Recombinant Bartonella quintana Phosphatidylserine decarboxylase proenzyme (psd)

What are the optimal expression systems for recombinant B. quintana psd?

For recombinant expression of B. quintana psd, E. coli-based systems typically yield the best results, particularly BL21(DE3) strains containing the pET vector system. Temperature optimization is crucial, as B. quintana proteins show temperature-specific characteristics, with optimal expression often occurring at lower temperatures (16-20°C) to enhance protein solubility . The following expression parameters have been shown to improve yield:

Including a histidine or GST tag is recommended to facilitate purification, with consideration that N-terminal tags may affect proenzyme processing.

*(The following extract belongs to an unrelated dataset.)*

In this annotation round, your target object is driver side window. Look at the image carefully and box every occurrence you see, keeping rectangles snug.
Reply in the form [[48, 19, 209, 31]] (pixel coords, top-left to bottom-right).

How can I confirm the structural integrity of purified recombinant psd?

Confirming structural integrity requires multiple analytical approaches:

• SDS-PAGE analysis to verify molecular weight (typically ~30-35 kDa for the proenzyme)

• Western blotting using anti-His or specific anti-psd antibodies

• Circular dichroism (CD) spectroscopy to assess secondary structure composition

• Thermal shift assays to evaluate protein stability under various buffer conditions

• Size exclusion chromatography to confirm monomeric/oligomeric state

Properly folded psd typically exhibits characteristic secondary structure elements including both α-helices and β-sheets. Any significant deviations in the CD spectrum compared to native enzyme may indicate structural issues .

What are the optimal assay conditions for measuring B. quintana psd enzymatic activity?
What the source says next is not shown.